Der Zeitpunkt der Trennung ist günstig. Selten stand der Konzern so gut da wie jetzt, selten waren die Perspektiven so vielversprechend wie derzeit. Die Leverkusener sind mit knapp 90 Milliarden Euro der wertvollste Konzern im Dax, Bayer hat Traditionsadressen wie Siemens und Volkswagen hinter sich gelassen. Die neuen Kernsparten sind gut aufgestellt und versprechen in den kommenden Jahren starkes Wachstum. Widerspruch aus der Politik oder Massenproteste der Belegschaft sind wegen der Abspaltung der Kunststoffchemie nicht zu erwarten.
Strategisch ist der Schritt sinnvoll. Material Science hat ein völlig anderes Geschäftsmodell: Statt auf Forschung und Innovation kommt es hier vor allem auf Produktionseffizienz an. Und noch etwas dürfte eine Rolle gespielt haben: Die Kunststoffe haben ihre Funktion als Giftpille gegen eine feindliche Übernahme des Gesamtkonzerns verloren.
Ein schneller Angriff samt anschließender Zerschlagung wäre auch für die Giganten wie den US-Konzern Pfizer nicht ohne weiteres zu machen gewesen. Inzwischen aber ist der Renditeabstand zwischen Material Science und dem Life-Sciencegeschäft so groß geworden, dass die klassische Chemie die Börsenbewertung von Bayer insgesamt nach unten drückt. Material Science ist heute eher eine Sicherheitslücke denn ein wirksamer Übernahmeschutz.
Den Schutzwall bilden jetzt Agrarchemie und Life Science
Trotz des Erfolges der Pharmaforscher, die es in den vergangenen Jahren geschafft haben, fünf neue Medikamente mit einem Umsatzpotential von 5,5 Milliarden Euro auf den Markt zu bringen, ist der Kern des wachstums- und margenstarken Geschäfts mit verschreibungspflichtigen Medikamenten bei Bayer aber noch immer zu klein, um es gegen Attacken von außen abzusichern.
Den Schutzwall, den die klassische und kapitalintensive Chemie einst um die Pharmasparte zog, müssen heute die Agrarchemie sowie das Geschäft mit der Tiergesundheit und nicht verschreibungspflichtigen Medikamenten bilden. Unter anderem deshalb hat Bayer-Chef Marijn Dekkers im Frühjahr dem US-Konzern Merck seine frei vermarktbaren Medikamente für 10,4 Milliarden Euro abgekauft.

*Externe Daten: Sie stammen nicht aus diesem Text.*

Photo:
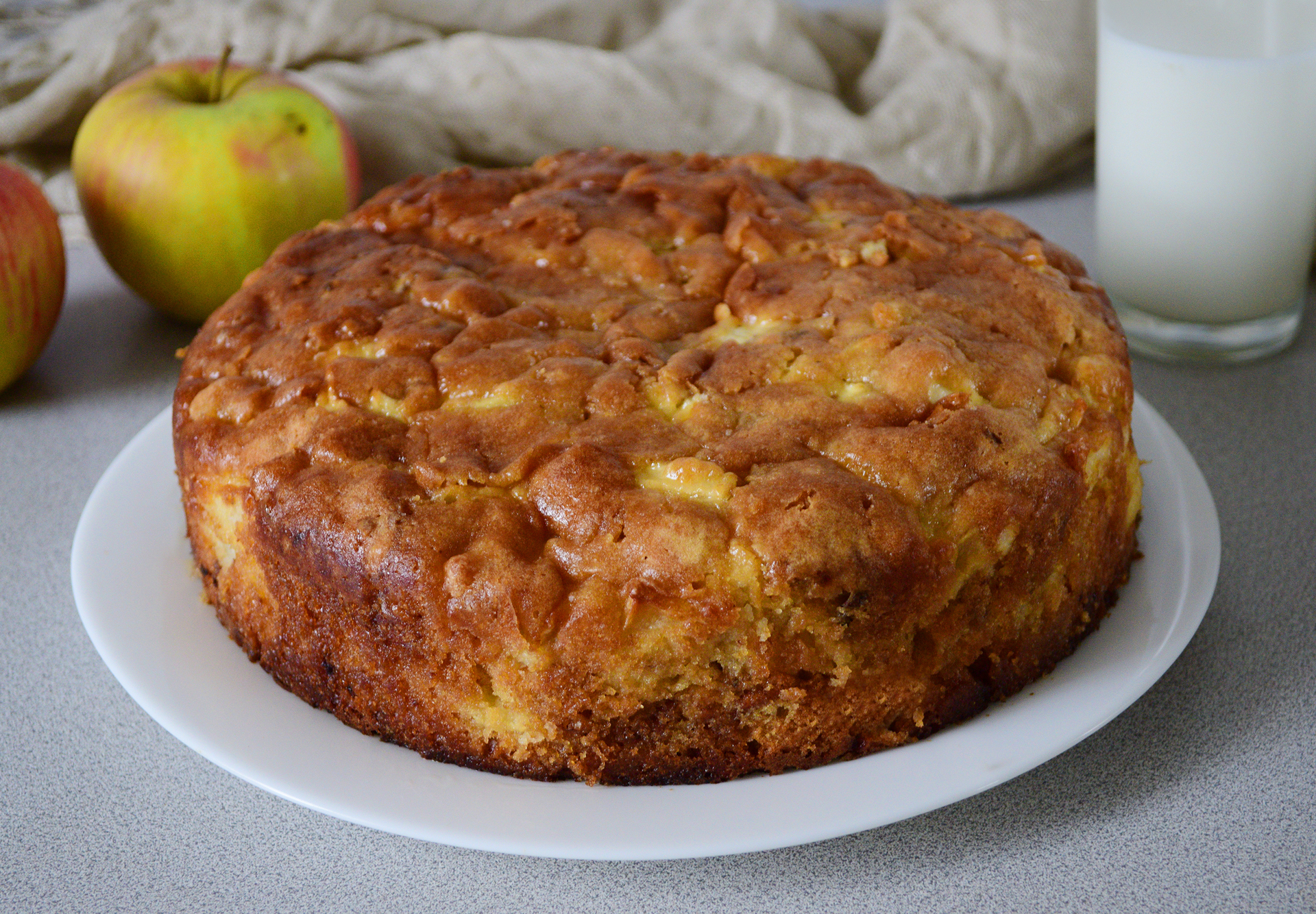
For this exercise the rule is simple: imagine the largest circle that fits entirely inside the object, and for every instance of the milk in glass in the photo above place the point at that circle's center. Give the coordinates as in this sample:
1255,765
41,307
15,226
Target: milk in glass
1207,156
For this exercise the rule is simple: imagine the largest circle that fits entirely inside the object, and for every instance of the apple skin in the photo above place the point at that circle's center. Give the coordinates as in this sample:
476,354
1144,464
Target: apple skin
32,273
186,196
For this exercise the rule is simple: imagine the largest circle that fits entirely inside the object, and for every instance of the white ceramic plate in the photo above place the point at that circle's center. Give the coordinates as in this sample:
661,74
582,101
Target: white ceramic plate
141,603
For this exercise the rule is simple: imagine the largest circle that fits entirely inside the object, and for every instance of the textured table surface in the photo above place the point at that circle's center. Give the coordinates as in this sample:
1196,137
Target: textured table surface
1202,796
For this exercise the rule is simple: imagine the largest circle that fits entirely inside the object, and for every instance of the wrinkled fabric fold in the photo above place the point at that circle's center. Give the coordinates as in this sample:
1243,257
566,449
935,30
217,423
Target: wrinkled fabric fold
955,97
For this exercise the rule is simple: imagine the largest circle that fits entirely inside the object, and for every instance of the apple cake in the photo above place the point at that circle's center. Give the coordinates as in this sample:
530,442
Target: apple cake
648,469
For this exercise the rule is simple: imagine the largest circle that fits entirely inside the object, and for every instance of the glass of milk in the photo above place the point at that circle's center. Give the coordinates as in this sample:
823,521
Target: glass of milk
1206,173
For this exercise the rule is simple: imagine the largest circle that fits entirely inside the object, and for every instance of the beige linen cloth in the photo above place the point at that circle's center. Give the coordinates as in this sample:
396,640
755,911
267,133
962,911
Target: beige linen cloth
955,97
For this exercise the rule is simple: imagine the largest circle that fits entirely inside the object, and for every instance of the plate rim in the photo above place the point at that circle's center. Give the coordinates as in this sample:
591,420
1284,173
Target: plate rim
1199,554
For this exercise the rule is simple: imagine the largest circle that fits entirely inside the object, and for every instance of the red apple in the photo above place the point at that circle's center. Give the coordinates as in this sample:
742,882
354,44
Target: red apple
193,173
32,273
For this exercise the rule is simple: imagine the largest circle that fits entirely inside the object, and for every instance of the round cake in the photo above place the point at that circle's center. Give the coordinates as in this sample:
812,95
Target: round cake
648,469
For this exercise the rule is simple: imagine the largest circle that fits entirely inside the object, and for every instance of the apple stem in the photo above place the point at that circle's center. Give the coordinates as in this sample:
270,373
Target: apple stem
217,77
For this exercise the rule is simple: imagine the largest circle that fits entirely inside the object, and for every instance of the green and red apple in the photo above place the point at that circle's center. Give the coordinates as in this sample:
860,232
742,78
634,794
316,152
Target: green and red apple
32,273
191,173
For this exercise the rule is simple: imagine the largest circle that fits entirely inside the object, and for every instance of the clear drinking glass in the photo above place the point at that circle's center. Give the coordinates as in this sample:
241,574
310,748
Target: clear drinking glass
1206,173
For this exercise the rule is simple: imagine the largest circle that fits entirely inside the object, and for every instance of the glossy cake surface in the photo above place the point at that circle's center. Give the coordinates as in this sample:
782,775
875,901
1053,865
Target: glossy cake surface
646,469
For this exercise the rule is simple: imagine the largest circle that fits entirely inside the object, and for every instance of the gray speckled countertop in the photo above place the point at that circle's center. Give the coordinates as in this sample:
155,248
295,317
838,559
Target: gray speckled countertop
1202,796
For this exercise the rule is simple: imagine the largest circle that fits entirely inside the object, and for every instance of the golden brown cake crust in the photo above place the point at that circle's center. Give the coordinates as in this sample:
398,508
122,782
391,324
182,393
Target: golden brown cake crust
644,469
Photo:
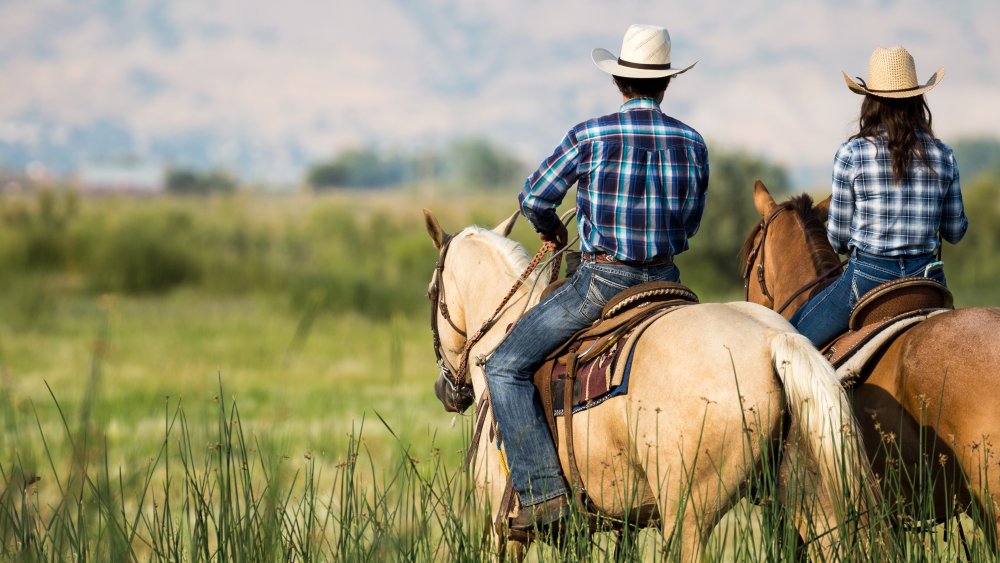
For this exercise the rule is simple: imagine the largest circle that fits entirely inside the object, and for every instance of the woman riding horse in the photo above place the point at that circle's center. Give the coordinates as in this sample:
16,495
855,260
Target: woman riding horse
895,190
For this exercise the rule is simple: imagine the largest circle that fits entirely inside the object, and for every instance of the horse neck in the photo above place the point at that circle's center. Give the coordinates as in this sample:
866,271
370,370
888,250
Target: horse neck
482,278
789,263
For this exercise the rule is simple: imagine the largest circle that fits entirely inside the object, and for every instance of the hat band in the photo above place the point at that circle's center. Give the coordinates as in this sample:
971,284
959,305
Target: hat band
865,86
644,66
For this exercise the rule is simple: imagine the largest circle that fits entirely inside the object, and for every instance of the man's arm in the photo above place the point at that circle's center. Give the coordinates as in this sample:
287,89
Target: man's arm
546,187
838,229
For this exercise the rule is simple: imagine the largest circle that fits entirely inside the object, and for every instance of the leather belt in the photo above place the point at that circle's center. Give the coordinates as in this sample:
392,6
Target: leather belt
605,258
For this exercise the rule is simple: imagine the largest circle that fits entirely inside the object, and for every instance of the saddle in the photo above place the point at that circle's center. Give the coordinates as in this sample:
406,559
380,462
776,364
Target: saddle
881,316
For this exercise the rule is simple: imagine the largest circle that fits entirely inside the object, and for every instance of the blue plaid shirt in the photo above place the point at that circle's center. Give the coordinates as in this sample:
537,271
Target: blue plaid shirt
642,180
868,212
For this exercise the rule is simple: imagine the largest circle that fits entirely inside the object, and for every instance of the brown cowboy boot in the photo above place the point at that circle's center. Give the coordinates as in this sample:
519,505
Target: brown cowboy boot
541,516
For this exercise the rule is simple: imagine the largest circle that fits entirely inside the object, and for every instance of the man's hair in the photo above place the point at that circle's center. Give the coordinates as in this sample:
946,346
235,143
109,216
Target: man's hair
900,120
642,87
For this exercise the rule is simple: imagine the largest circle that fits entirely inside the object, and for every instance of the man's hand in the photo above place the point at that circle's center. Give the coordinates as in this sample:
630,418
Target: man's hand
560,236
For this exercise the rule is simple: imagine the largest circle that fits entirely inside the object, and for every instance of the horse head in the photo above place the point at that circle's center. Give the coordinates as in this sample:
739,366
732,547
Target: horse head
453,289
786,252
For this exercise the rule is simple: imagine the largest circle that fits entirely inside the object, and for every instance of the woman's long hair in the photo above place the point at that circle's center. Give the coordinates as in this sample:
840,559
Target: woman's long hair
901,120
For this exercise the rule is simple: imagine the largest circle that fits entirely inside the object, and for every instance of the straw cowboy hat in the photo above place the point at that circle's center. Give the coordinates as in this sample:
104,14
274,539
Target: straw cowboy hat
645,54
892,74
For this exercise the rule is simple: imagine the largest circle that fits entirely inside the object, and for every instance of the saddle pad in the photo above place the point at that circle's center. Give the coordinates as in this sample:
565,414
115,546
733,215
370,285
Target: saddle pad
849,368
603,377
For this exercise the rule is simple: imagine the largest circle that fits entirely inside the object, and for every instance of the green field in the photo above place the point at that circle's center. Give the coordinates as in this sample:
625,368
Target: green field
250,378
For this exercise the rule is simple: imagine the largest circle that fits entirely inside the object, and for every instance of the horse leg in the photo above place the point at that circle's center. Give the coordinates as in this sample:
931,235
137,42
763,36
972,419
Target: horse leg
627,544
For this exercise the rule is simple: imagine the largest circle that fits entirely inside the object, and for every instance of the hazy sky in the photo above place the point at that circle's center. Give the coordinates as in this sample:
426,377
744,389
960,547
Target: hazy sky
302,79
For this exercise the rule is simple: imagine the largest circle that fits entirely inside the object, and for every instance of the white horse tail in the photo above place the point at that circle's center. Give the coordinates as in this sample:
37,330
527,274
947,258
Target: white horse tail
832,437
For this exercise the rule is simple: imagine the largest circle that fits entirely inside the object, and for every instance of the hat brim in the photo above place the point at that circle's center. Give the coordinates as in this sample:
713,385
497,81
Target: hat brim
608,62
859,89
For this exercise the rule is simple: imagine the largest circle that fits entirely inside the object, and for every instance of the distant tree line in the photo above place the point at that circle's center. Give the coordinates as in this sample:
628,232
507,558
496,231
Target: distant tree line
469,163
184,181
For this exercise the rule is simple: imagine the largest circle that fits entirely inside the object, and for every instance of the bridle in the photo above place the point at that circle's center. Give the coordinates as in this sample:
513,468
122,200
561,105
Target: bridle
458,377
438,303
759,250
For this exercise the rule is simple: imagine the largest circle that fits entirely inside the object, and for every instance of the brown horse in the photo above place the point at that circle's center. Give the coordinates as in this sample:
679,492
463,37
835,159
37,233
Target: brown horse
929,404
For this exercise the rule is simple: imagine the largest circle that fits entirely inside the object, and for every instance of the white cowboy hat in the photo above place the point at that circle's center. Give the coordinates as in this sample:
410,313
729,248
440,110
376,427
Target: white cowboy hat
892,74
645,54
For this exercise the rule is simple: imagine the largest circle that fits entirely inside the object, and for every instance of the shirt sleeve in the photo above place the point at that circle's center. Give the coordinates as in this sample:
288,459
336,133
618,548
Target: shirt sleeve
694,206
954,223
838,228
546,187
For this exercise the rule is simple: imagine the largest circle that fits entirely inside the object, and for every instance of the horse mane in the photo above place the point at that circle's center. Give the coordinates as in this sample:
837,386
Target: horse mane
509,251
822,254
747,249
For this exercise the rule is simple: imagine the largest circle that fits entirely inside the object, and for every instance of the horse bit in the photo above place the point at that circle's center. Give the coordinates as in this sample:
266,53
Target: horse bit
452,387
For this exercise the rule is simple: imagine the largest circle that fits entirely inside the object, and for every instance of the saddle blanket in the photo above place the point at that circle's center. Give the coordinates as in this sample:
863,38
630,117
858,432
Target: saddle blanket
850,367
604,377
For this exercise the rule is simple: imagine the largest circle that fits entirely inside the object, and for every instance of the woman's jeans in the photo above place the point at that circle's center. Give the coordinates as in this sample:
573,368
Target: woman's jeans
826,316
531,454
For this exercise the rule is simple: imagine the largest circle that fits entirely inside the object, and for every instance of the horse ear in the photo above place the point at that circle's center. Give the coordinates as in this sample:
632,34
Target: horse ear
823,208
434,229
504,228
762,199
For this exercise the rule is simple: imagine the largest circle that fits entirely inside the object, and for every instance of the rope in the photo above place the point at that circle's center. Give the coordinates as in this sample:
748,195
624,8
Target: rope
463,365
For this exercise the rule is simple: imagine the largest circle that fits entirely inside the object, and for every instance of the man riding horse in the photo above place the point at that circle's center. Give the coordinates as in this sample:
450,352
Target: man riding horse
641,179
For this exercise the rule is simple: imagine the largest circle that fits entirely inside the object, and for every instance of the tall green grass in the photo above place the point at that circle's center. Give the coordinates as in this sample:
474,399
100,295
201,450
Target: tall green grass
222,492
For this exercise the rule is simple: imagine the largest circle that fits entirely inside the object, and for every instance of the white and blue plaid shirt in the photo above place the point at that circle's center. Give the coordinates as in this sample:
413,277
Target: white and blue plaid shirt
642,180
873,214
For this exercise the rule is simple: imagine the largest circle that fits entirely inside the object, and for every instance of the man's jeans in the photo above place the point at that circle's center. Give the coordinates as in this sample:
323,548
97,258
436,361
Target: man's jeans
531,454
826,316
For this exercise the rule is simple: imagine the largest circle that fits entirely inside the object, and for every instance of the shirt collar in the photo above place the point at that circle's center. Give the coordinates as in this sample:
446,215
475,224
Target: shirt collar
640,103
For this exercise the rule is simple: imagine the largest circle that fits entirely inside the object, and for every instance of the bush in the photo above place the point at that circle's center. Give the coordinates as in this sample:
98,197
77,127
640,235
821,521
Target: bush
146,253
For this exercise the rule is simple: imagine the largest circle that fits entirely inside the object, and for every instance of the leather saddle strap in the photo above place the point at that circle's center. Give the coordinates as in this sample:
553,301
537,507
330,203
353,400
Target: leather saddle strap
505,509
575,481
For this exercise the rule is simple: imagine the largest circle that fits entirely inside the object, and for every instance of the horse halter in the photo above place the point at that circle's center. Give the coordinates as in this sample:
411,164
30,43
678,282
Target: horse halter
758,250
456,378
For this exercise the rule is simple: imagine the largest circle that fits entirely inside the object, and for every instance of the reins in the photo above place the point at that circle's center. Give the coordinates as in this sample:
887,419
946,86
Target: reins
458,376
759,250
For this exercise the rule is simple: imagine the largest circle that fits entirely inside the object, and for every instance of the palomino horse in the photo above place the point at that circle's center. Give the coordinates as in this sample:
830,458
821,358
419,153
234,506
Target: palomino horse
710,389
929,403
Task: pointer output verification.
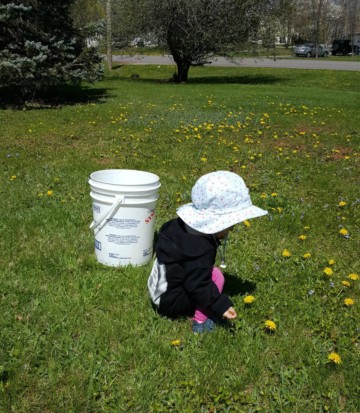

Spätestens seit diesem Deal fühlt sich Bayer endgültig stark genug, um den längst überfälligen Schnitt mit der Plastiksparte zu machen. Hinzu kommt, dass der Zeitpunkt einfach günstig ist: Die Überkapazitäten auf dem Kunststoffmarkt sind weitgehend verschwunden, die Margen dürften auf Sicht der nächsten ein bis zwei Jahre anziehen. Zehn Milliarden Euro, wie sie einst der Staatsfonds von Abu Dhabi bot, wird Bayer zwar nicht mehr bekommen. Aber mehr als die sechs Milliarden, die der Konkurrent Evonik im Winter zu zahlen bereits war, sollten schon drin sein.
Geld, das dem Konzern vor allem eines verschafft: Bewegungsfreiheit für weitere Zukäufe im Life Science-Bereich.